FRANKFURT (Reuters) – 2021 was the second costliest year on record for global insurers, Munich Re said on Monday, warning that the extreme weather was likely linked to climate change.

Insured losses from natural disasters totaled around $ 120 billion (€ 106 billion) last year – below the $ 146 billion in damage suffered in 2017, the costliest year on record, marked by hurricanes Harvey, Irma and Maria.

The annual tally for Munich Re, the world’s largest reinsurer, is higher than the estimate of $ 105 billion released last month by competitor Swiss Re.

“The images of natural disasters in 2021 are worrying. Climate research further confirms that extreme weather is becoming more common,” said Torsten Jeworrek, member of the Munich Re board of directors.
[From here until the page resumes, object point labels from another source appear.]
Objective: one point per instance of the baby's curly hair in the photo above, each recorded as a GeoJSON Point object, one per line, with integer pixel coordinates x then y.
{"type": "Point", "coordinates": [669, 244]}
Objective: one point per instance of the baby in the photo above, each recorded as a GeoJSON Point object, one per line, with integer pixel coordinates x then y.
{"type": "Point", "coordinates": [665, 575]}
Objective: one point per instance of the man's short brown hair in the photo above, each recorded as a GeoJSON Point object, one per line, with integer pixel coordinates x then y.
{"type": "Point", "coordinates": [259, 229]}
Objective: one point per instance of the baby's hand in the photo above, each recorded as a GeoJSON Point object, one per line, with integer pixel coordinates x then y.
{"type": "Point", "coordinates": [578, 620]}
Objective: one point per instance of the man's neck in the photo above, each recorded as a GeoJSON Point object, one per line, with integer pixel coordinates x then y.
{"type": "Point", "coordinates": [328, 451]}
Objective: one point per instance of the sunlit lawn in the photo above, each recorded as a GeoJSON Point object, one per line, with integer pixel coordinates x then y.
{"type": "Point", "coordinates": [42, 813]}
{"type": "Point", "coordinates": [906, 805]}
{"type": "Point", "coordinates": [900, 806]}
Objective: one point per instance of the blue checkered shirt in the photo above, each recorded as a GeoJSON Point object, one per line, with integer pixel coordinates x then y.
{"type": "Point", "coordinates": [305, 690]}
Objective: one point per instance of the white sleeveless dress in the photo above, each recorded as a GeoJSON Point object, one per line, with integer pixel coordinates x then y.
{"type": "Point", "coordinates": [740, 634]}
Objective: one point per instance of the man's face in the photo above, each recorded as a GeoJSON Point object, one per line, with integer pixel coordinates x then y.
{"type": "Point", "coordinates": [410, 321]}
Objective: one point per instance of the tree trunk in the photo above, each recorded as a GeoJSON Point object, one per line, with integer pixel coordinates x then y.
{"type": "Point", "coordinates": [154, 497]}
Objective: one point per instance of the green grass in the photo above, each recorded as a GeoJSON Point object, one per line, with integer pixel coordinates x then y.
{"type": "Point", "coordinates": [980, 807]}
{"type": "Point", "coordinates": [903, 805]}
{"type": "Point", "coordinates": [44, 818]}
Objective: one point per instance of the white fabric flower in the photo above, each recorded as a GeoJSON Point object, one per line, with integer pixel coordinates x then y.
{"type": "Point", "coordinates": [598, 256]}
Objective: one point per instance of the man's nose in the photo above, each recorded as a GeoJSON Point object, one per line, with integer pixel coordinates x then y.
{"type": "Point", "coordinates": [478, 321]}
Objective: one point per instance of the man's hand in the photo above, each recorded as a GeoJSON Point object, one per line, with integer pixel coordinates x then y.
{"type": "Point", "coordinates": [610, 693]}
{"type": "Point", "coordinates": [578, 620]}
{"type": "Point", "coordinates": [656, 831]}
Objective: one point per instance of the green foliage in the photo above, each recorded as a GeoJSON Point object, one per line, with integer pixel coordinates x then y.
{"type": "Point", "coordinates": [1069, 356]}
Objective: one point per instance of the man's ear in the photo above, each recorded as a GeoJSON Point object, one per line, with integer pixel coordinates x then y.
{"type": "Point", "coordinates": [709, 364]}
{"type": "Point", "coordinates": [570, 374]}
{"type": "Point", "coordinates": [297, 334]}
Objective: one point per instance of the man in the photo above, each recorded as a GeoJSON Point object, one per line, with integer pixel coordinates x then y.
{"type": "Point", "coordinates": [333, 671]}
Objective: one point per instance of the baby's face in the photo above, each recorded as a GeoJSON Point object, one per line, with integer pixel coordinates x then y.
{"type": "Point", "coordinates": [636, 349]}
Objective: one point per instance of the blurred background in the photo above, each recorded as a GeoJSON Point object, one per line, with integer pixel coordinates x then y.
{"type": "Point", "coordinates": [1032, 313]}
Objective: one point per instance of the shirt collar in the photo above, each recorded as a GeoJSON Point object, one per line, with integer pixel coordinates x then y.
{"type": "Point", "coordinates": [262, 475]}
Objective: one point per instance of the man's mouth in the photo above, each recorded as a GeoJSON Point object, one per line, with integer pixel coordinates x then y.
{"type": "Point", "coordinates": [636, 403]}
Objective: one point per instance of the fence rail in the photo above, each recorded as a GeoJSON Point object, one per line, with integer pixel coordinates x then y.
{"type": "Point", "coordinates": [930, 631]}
Nearly 10,000 people have died from natural disasters, a figure in line with previous years. Total losses, including those not covered by insurance, amount to $ 280 billion, the fourth highest on record.

The United States, ravaged by dozens of tornadoes and cold snaps, was responsible for an unusually large share of the losses, Munich Re said.

Hurricane Ida, whose damage spread from New Orleans to New York, caused $ 36 billion in insured losses. The winter storm, which mainly hit Texas in February, resulted in losses of around $ 15 billion.

In Germany, the floods that hit the country this summer also cost billions.

“The disaster statistics for 2021 are striking because some of the extreme weather events are of the type that are likely to become more frequent or more severe due to climate change,” said Ernst Rauch, head of the science department on the climate and geology of Munich Re.

Many scientists agree that the events of 2021 were exacerbated by climate change and that other extreme events are likely to become more frequent or more serious in the future.

Some insurers have increased their rates due to the increasing likelihood of catastrophes, even ceasing to provide coverage in some locations.

As insurers warn of climate change and the associated costs, they are themselves under pressure from activists to no longer insure polluting industries.